Common characteristics of MFA sites include: slideshow or pagination that forces multiple page loads to view a single article, excessive ad density (often 50%+ of page space), content scraped or lightly rewritten from other sources, clickbait headlines, minimal original reporting, and aggressive ad formats like autoplay video and interstitials.
Why It Matters for Publishers
The advertising industry has declared war on MFA sites. In 2023 and beyond, advertisers, DSPs, and verification companies began actively identifying and blocking MFA inventory. Being classified as MFA results in dramatically reduced demand, lower CPMs, and potential removal from premium ad networks and exchanges. Even publishers who don't consider themselves MFA can be flagged if they exhibit MFA characteristics.
Legitimate publishers should be aware of MFA criteria to ensure their sites don't accidentally trigger MFA classification. The line between "a content site with ads" and "an ad site with content" is determined by the balance between editorial quality and advertising aggressiveness.
Best Practices
- Prioritize content quality: Create original, expert-driven content that provides genuine value. Content should be the primary purpose of every page, with ads as a supporting monetization layer.
- Maintain reasonable ad density: Keep ads under 30% of page space. Pages where ads dominate the user experience are strong MFA signals.
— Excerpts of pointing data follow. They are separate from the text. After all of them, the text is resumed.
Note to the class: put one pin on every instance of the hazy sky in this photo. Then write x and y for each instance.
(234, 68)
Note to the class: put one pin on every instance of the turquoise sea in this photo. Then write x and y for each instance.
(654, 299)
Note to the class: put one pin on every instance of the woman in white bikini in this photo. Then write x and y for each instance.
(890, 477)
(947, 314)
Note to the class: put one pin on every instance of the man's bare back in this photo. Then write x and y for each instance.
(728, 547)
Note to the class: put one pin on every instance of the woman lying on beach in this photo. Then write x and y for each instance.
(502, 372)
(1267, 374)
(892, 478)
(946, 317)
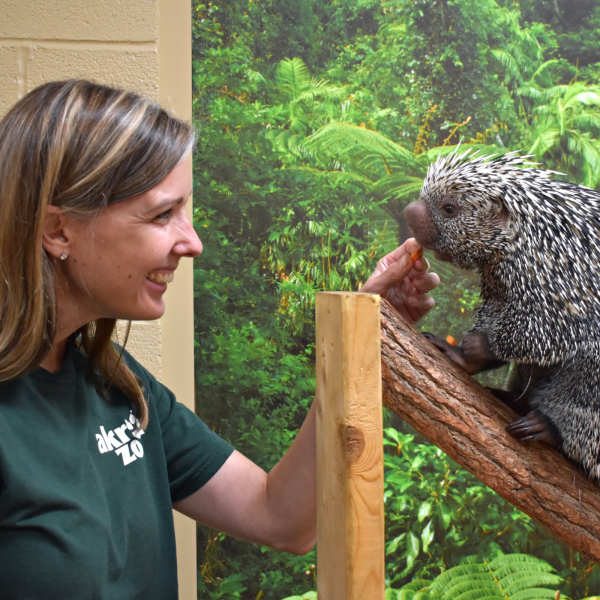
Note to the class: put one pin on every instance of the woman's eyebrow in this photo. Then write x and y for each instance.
(168, 202)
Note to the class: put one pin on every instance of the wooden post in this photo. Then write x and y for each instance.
(350, 542)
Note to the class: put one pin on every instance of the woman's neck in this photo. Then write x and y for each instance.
(54, 359)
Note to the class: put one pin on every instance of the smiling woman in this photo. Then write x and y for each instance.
(94, 451)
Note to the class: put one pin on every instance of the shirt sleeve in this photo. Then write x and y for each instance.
(193, 452)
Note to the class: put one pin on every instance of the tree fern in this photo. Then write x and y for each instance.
(507, 576)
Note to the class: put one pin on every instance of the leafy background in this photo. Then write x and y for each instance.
(317, 120)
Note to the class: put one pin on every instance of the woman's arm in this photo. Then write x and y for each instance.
(279, 509)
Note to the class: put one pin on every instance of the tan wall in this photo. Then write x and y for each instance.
(143, 45)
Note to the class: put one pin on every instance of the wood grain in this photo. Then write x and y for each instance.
(351, 562)
(459, 416)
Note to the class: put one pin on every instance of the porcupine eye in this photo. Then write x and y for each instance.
(449, 208)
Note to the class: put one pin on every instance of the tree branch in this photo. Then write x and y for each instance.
(459, 416)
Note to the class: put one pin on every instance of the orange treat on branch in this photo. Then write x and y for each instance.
(417, 253)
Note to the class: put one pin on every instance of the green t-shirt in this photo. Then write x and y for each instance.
(85, 500)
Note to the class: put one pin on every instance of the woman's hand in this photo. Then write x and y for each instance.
(404, 284)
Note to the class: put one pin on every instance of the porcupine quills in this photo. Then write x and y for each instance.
(535, 243)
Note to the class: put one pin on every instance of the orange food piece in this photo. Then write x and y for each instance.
(417, 253)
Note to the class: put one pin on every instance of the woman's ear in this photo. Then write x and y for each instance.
(57, 235)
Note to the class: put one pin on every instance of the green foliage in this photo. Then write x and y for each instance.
(508, 576)
(564, 128)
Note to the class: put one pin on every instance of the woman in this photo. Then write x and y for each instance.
(94, 452)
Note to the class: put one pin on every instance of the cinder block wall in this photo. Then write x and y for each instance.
(143, 45)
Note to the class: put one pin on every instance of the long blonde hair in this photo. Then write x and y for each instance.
(79, 146)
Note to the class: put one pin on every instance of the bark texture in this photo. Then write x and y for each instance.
(468, 423)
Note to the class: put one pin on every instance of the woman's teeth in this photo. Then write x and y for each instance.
(160, 277)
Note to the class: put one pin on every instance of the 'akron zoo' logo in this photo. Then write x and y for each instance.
(118, 440)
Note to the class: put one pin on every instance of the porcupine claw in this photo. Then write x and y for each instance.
(535, 427)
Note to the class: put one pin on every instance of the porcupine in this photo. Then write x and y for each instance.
(535, 244)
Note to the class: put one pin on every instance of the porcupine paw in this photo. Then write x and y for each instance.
(473, 356)
(536, 427)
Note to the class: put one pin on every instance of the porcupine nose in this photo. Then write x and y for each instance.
(419, 222)
(415, 213)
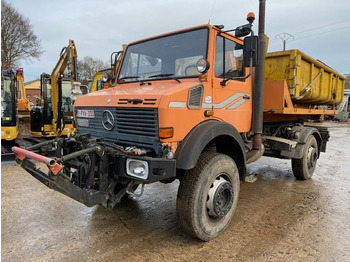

- Avoid clickbait pagination: Don't split short articles across multiple pages just to multiply ad impressions. Users and algorithms both penalize this practice.
- Build organic traffic: MFA sites rely heavily on cheap paid traffic. A healthy mix of organic search, direct, and referral traffic signals legitimacy.
- Invest in editorial standards: Author bylines, editorial review processes, original photography, and expert sourcing all differentiate legitimate publishers from MFA operations.